Some people think that functionality is all that matters, or should matter, and that aesthetics are a waste of time and money. I have to admit that back when I was more of an engineer than a businesspundit, I agreed with that. But I began to realize several years ago that whether right or not, people judge other people (and things) on their visual appeal. Look at what Rachel Lucas posted just today:
I'm not sure 'monstrosity' is the right word – there's nothing actully unpleasant about The Great Indoors. The main problem is that they have ungodly numbers of things to buy, and I want to buy them all. I want every single thing in the entire KitchenAid section. Every single thing, that's right. Including all the stuff I will never use. KitchenAid makes such beautiful products, dammit! I want to have them all just so I can look at them and say oooooh, pretty.

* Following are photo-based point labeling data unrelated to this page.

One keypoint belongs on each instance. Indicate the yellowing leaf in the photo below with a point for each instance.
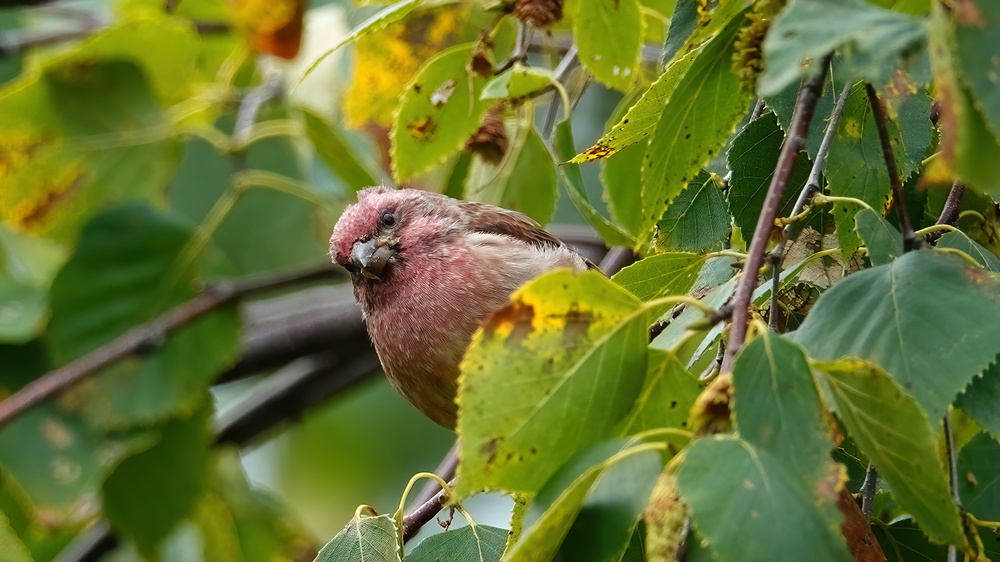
(553, 372)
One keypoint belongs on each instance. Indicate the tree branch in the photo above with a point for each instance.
(949, 214)
(149, 335)
(910, 240)
(794, 140)
(808, 190)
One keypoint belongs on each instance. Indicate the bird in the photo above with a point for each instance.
(427, 270)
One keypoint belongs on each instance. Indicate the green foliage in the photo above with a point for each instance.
(891, 315)
(872, 406)
(752, 499)
(147, 161)
(585, 343)
(476, 543)
(366, 537)
(437, 111)
(609, 36)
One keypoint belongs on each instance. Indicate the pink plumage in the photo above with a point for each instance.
(427, 270)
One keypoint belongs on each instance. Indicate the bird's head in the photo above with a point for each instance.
(373, 235)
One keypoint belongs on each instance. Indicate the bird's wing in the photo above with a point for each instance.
(495, 220)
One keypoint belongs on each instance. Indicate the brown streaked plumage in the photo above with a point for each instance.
(427, 270)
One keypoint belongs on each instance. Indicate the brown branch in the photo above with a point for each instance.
(797, 132)
(419, 517)
(910, 240)
(949, 214)
(152, 334)
(808, 190)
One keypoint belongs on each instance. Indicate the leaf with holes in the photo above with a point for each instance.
(873, 41)
(566, 343)
(700, 115)
(641, 119)
(926, 318)
(437, 112)
(892, 430)
(697, 220)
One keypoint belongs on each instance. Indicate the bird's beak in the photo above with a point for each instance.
(371, 258)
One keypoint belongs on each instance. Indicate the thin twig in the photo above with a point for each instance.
(446, 470)
(949, 441)
(910, 240)
(949, 214)
(296, 388)
(149, 335)
(808, 190)
(867, 492)
(419, 517)
(565, 66)
(794, 140)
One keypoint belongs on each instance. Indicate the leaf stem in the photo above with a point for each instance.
(867, 492)
(949, 214)
(937, 227)
(910, 240)
(797, 132)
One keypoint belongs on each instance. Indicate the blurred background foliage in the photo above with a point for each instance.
(149, 150)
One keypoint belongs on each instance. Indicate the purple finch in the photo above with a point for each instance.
(427, 270)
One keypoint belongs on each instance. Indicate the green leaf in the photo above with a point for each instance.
(524, 181)
(872, 41)
(697, 220)
(751, 158)
(336, 153)
(609, 35)
(979, 477)
(883, 241)
(672, 273)
(777, 407)
(970, 146)
(926, 319)
(903, 541)
(148, 493)
(124, 273)
(377, 22)
(742, 497)
(475, 543)
(977, 42)
(641, 119)
(607, 473)
(577, 190)
(367, 538)
(855, 166)
(700, 115)
(961, 241)
(565, 343)
(892, 430)
(695, 21)
(78, 138)
(980, 400)
(667, 395)
(437, 112)
(10, 545)
(517, 82)
(611, 509)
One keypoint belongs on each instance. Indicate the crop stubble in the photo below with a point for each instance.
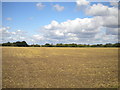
(50, 67)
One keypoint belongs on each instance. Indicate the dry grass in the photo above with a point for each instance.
(43, 67)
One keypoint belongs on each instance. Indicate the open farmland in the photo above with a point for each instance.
(50, 67)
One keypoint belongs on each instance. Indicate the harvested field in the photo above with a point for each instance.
(50, 67)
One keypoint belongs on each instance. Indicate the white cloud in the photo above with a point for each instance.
(11, 36)
(58, 7)
(82, 3)
(9, 18)
(40, 6)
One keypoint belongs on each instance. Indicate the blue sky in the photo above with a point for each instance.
(28, 17)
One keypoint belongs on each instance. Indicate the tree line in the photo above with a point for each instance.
(24, 44)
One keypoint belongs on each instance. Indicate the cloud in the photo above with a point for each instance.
(82, 3)
(101, 10)
(40, 6)
(9, 18)
(7, 35)
(86, 30)
(58, 7)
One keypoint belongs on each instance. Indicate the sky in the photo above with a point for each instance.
(81, 22)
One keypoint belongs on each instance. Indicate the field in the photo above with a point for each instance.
(50, 67)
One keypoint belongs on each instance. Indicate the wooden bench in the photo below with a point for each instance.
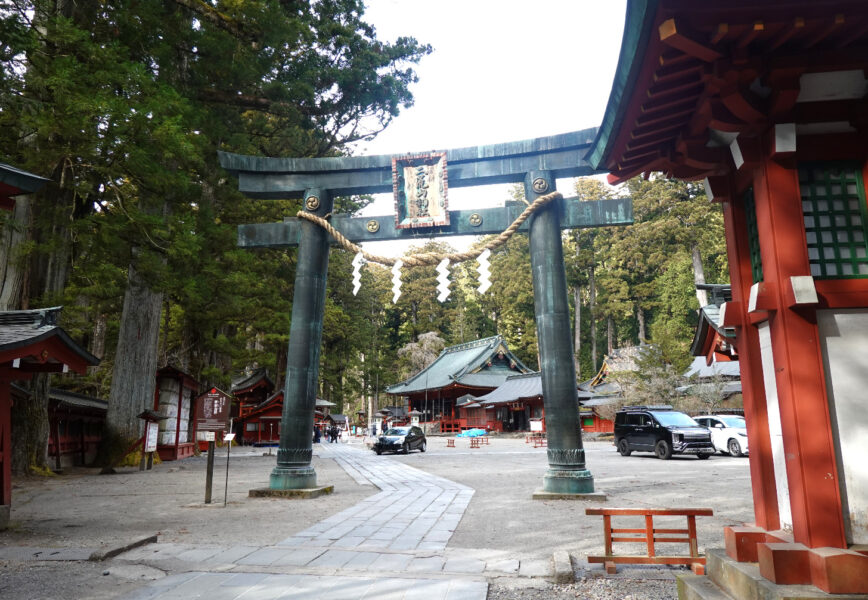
(649, 535)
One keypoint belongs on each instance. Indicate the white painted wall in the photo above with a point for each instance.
(775, 432)
(844, 342)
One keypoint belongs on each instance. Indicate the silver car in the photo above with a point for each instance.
(728, 433)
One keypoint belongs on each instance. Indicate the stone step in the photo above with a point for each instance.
(699, 587)
(739, 580)
(744, 582)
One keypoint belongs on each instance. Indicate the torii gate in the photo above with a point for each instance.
(536, 163)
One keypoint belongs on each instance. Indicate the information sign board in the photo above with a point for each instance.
(151, 433)
(212, 411)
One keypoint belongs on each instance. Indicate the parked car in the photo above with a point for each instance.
(401, 439)
(660, 430)
(728, 433)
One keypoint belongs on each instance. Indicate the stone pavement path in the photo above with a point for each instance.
(390, 546)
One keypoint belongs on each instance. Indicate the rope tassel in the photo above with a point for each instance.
(396, 281)
(358, 260)
(484, 272)
(443, 280)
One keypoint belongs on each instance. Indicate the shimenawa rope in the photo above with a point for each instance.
(432, 258)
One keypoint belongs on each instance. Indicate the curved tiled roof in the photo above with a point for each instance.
(463, 364)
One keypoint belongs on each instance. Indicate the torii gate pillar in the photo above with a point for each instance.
(566, 473)
(293, 470)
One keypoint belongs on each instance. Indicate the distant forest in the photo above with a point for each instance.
(124, 104)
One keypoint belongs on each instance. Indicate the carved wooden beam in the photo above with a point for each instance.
(743, 105)
(719, 34)
(671, 36)
(825, 31)
(786, 33)
(750, 35)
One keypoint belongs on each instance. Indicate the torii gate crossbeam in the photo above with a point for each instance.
(536, 163)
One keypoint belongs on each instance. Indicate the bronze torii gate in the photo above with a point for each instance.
(536, 163)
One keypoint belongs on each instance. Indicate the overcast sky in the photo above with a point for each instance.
(501, 71)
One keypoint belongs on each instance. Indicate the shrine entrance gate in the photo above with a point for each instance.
(536, 163)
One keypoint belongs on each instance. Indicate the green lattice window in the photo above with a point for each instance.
(756, 263)
(833, 203)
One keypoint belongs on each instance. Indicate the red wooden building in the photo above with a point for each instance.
(474, 368)
(250, 390)
(766, 102)
(75, 430)
(30, 342)
(174, 397)
(512, 405)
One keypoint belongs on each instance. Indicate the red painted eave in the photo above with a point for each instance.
(686, 68)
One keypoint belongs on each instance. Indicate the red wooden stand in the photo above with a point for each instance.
(649, 535)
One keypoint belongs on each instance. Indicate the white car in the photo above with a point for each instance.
(728, 433)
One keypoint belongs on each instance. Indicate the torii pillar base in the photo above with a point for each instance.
(292, 478)
(560, 481)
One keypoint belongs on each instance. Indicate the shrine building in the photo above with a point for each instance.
(767, 104)
(473, 368)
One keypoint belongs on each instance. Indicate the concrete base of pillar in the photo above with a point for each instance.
(302, 493)
(728, 578)
(292, 478)
(541, 494)
(557, 481)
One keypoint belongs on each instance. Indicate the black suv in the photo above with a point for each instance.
(660, 430)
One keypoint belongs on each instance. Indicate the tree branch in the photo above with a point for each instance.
(215, 17)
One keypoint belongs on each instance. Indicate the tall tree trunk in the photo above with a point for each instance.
(640, 316)
(13, 269)
(577, 339)
(97, 342)
(30, 428)
(47, 276)
(699, 276)
(592, 306)
(163, 356)
(134, 376)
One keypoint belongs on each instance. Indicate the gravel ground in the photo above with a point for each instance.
(71, 581)
(82, 509)
(588, 588)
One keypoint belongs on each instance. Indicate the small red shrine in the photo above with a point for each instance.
(30, 342)
(251, 390)
(767, 103)
(474, 368)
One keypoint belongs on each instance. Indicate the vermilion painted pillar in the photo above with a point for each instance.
(807, 429)
(5, 454)
(762, 473)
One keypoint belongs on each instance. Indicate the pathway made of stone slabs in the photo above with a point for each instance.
(392, 545)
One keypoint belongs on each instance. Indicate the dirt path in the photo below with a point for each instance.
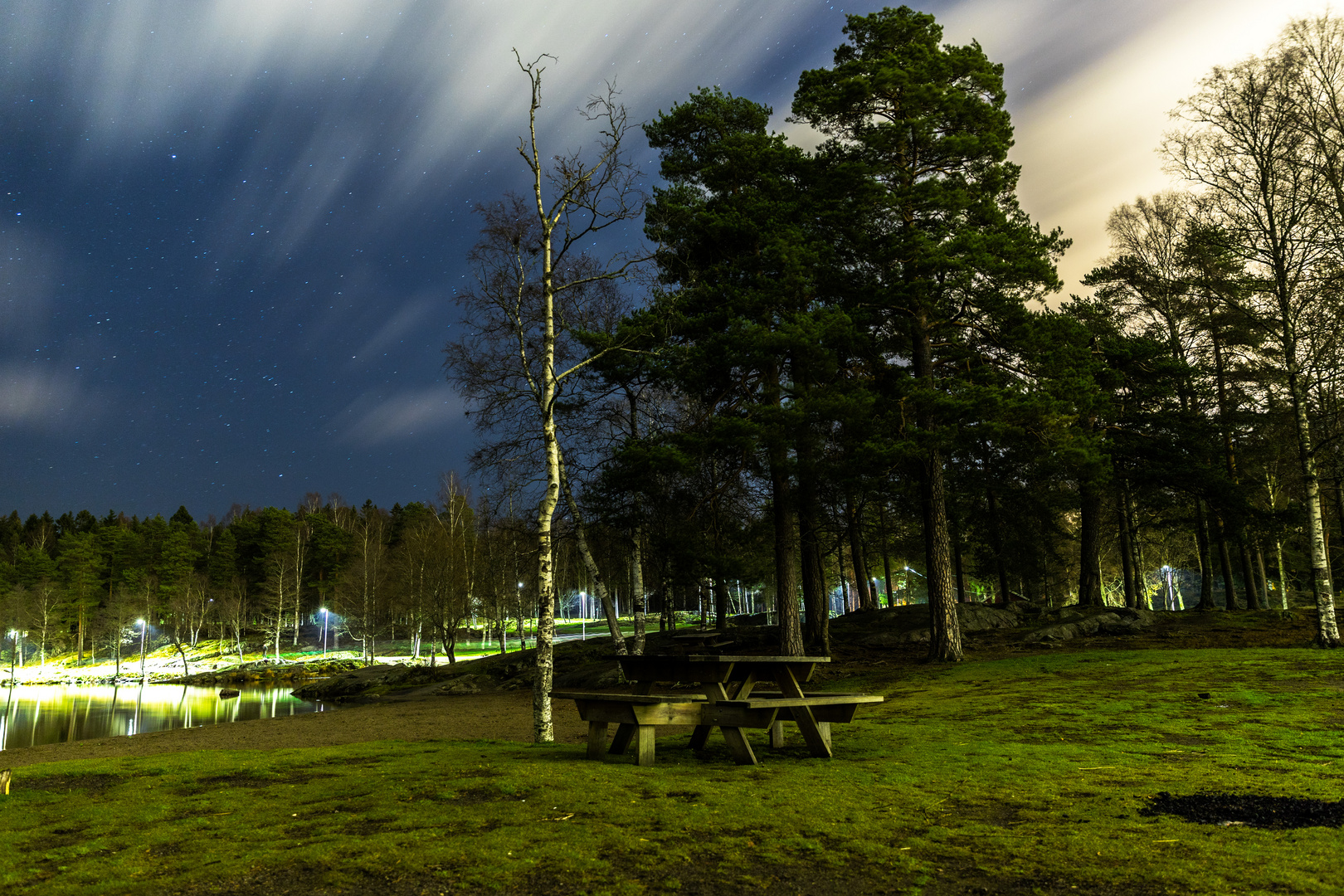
(496, 716)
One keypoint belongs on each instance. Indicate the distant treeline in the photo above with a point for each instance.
(82, 583)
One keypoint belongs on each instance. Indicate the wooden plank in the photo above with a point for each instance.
(597, 739)
(700, 737)
(714, 713)
(841, 713)
(644, 744)
(817, 744)
(739, 746)
(761, 703)
(670, 713)
(628, 698)
(650, 670)
(758, 660)
(620, 713)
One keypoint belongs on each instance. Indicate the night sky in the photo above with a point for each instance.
(233, 230)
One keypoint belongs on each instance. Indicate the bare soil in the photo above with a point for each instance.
(421, 712)
(504, 715)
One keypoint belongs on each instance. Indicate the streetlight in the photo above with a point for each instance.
(143, 629)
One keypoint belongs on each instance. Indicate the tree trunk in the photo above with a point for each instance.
(1327, 635)
(1225, 562)
(1089, 555)
(721, 603)
(956, 562)
(782, 501)
(944, 626)
(1127, 557)
(637, 587)
(863, 581)
(886, 553)
(596, 579)
(785, 568)
(1205, 567)
(997, 544)
(816, 603)
(1249, 585)
(1264, 590)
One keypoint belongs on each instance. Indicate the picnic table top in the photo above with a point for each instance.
(628, 698)
(711, 657)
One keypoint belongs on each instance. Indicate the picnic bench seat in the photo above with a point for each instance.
(767, 711)
(636, 715)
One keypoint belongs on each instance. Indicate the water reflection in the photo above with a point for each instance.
(45, 715)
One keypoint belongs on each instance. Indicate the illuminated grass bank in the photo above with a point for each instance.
(1016, 776)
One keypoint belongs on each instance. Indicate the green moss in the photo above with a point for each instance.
(1014, 776)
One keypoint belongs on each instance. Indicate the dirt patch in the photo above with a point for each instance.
(1249, 809)
(91, 785)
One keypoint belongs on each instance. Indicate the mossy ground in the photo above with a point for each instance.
(1022, 774)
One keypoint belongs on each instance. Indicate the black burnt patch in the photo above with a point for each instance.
(1252, 811)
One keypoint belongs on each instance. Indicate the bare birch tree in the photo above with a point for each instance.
(533, 284)
(1242, 141)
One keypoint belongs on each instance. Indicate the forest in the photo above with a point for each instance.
(840, 379)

I think her experience is common.
All this aesthetic value stuff is just making economics that much of a "softer" science, a trend that began with all the behavioral economics studies done over the last few years. Intangible value isn't new, as people like Warren Buffett have talked about the power of branding, and why Coca-Cola, for instance, would have considerable value even without any hard assets. But aesthetic value is a different kind of intangible, and companies should now ask themselves how they can increase value by paying more attention to aesthetics. Technology has made it increasingly difficult to compete on price or quality, so design is the next competitive advantage. I remember in business school we debated whether business was an art or a science. I always leaned towards science, but it seems it is becoming more of an art all the time.